The Vineyard is relying on a mix of strategies to make this test center work, but one of the key ones is just billing health insurance companies.
“We think there’s a gray area here, and it can be captured in two words — medically necessary,” said Cynthia Mitchell, CEO of Island Health Care. “We have chosen to interpret ‘medically necessary’ very broadly: it’s to protect people from getting Covid.”
“Whether we’ll get the reimbursements we’re due across the board remains to be seen, but we are billing, and we’re getting a fair amount of revenue in,” Mitchell added.
“This is a drive-through, so we’re billing for the specimen collection, and that’s all we’re billing,” Mitchell continued. Quest has not been donating the processing fees.
“Quest Diagnostics bills the insurer for processing the sample,” said Mitchell.
Mitchell said Island Health has had great support from Quest staff — Quest’s CEO is a seasonal resident of the Vineyard — who helped set them up with an online registration system for setting up appointments. This has been important, she said. “But it was actually our revenue cycle contractor that worked with us to get the insurance coding right, so the reimbursements would come,” she added.
Mitchell isn’t aware of another community health center using this approach. “It was ambitious,” she said.
The program also benefited from early support from Martha’s Vineyard Bank, which donated $100,000 to help cover testing for the uninsured.
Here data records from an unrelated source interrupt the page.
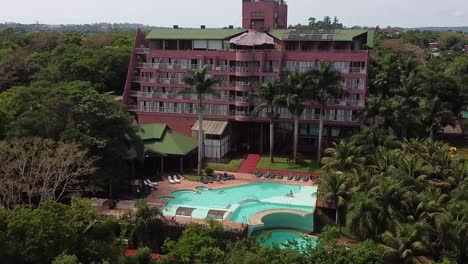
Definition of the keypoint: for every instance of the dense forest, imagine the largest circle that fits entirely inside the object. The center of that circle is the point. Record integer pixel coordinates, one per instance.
(395, 186)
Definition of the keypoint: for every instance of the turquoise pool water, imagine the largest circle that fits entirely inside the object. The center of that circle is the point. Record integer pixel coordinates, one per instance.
(244, 200)
(281, 237)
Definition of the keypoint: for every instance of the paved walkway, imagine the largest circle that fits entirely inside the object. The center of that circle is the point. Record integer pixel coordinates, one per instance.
(249, 164)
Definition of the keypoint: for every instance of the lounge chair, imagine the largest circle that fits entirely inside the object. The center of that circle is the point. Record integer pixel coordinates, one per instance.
(175, 179)
(203, 180)
(171, 180)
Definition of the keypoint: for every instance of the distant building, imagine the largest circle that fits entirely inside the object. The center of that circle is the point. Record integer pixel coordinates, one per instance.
(262, 50)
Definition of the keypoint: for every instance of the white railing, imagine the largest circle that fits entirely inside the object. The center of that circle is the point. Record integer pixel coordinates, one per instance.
(141, 51)
(345, 102)
(243, 84)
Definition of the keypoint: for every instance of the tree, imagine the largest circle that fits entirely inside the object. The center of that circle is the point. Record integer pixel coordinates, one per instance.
(344, 156)
(75, 112)
(271, 94)
(297, 92)
(362, 217)
(201, 84)
(328, 83)
(334, 188)
(409, 243)
(40, 169)
(148, 227)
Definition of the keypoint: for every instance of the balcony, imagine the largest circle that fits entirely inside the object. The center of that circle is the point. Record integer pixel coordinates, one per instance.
(271, 69)
(141, 51)
(357, 70)
(244, 69)
(346, 102)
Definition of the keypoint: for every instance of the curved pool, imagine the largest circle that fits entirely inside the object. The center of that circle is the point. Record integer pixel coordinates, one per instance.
(241, 202)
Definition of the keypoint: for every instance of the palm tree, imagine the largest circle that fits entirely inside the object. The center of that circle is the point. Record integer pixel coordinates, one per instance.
(201, 84)
(409, 243)
(362, 217)
(334, 187)
(270, 93)
(298, 91)
(343, 156)
(391, 198)
(328, 84)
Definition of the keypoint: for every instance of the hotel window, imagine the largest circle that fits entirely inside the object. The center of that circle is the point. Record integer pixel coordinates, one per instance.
(356, 83)
(305, 66)
(289, 66)
(340, 66)
(145, 106)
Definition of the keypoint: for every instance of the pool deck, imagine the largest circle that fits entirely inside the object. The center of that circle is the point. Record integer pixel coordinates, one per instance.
(165, 188)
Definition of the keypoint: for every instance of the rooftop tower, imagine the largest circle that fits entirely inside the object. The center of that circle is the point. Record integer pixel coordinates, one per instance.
(264, 15)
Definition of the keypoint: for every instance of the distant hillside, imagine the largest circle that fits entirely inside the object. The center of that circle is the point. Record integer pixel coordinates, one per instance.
(84, 28)
(441, 29)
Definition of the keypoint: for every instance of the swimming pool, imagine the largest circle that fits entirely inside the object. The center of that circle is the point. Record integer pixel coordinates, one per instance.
(281, 237)
(243, 201)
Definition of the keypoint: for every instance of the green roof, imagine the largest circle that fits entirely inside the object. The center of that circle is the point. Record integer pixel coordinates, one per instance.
(277, 33)
(193, 33)
(160, 139)
(152, 131)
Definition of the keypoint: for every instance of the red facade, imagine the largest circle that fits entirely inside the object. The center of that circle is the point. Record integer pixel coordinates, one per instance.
(160, 61)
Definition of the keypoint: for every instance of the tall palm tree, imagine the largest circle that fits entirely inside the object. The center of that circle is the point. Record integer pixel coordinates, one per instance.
(270, 93)
(334, 187)
(362, 217)
(298, 91)
(328, 83)
(391, 198)
(343, 156)
(201, 84)
(409, 243)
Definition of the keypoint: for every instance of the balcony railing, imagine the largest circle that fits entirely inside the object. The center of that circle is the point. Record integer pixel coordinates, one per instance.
(243, 84)
(357, 70)
(243, 69)
(141, 51)
(346, 102)
(271, 69)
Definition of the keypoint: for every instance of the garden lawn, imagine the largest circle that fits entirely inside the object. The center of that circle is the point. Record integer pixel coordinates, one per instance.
(232, 166)
(284, 165)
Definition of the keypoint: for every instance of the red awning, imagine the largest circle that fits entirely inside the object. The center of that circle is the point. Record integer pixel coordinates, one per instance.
(252, 38)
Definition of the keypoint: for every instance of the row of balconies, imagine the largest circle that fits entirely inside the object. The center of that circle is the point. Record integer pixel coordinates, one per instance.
(308, 115)
(233, 98)
(223, 68)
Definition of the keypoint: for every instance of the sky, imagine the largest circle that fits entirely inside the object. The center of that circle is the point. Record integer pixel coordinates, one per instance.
(220, 13)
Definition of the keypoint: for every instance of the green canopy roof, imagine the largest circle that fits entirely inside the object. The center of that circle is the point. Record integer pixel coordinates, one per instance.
(193, 33)
(152, 131)
(160, 139)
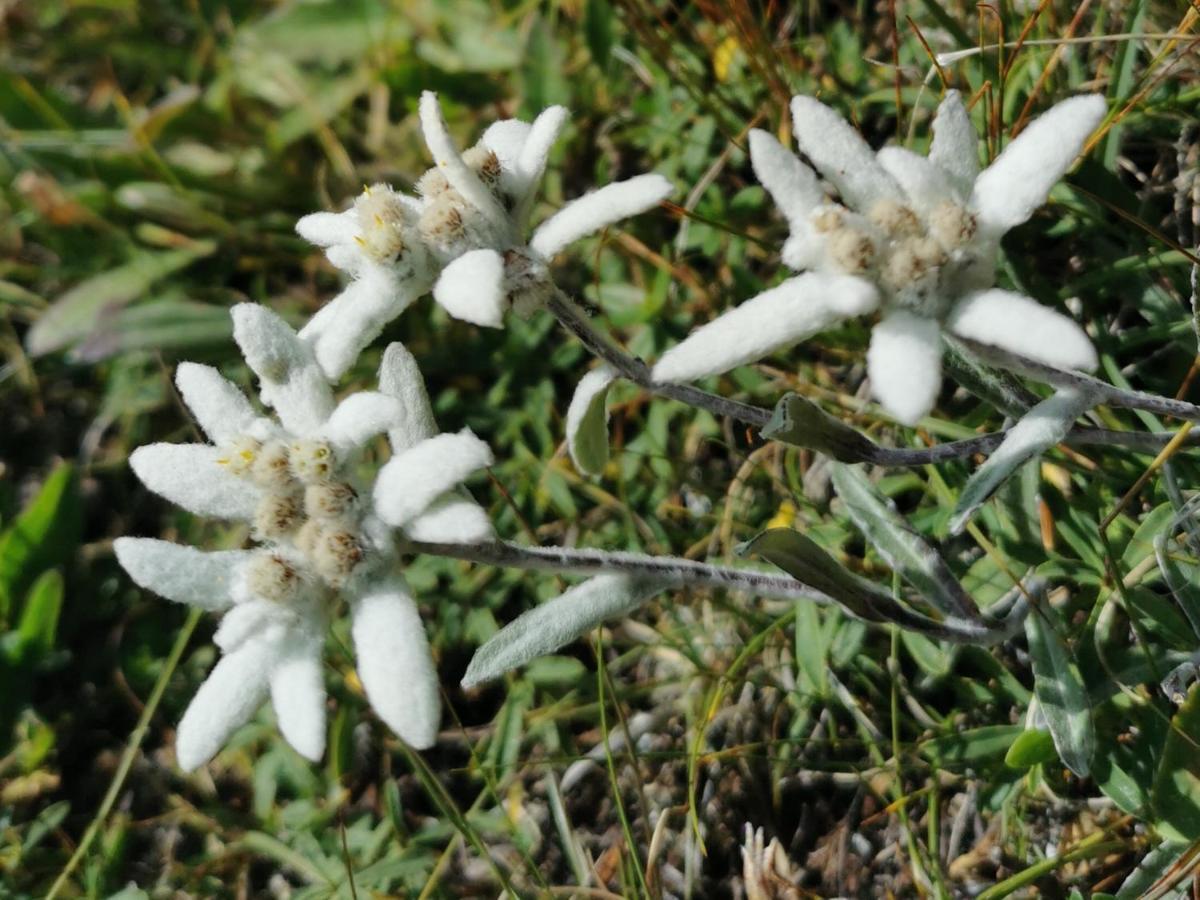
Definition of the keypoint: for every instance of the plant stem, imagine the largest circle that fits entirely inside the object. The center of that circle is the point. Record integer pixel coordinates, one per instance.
(1103, 391)
(677, 571)
(636, 371)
And seven Island families gave $150,000 in July to help staff the new online registration system.
Mitchell also cited the CARES Act. “Every health center in the country received $500,000 as a base, and then there was a per-patient number tacked on,” she said. “Because we’re so small, the benefit of that $500,000 was wonderfully disproportionate.”
When to Test
“Who pays?” isn’t the only riddle to solve, though — when to test is important too.
It’s possible to spend a lot of money to consistently find no cases. A long string of zeroes is a relief, of course, but it can also feel like a waste of resources — until suddenly it’s not.
Martha’s Vineyard had a very low case rate for a long time. Now, however, the asymptomatic testing program has found 47 infections, and, according to Mitchell, some of the other 96 cases on the island were discovered because they’re contacts of those 47. Detecting that outbreak early has allowed for effective contact tracing, said Mitchell.
“I worry that we relied on green / yellow / red to allocate testing resources,” said Cyr. Barnstable County had few cases, in other words, and now it’s doing little testing, leaving it exposed as the statewide situation grows worse.
One possible solution involves testing wastewater for evidence of RNA from SARS-CoV-2, the virus that causes Covid-19. There’s no evidence that people can get sick with Covid from wastewater, but testing it can provide an indication of when large-scale screening should be deployed.
A review of wastewater test results on Nantucket showed that the data tends to be “noisy” — but there were three significant spikes in the numbers, and they were each followed by a wave of newly discovered cases. Wastewater testing isn’t widely used yet, but if it can tell us when to roll out large-scale testing programs, it could help solve the when-to-spend puzzle.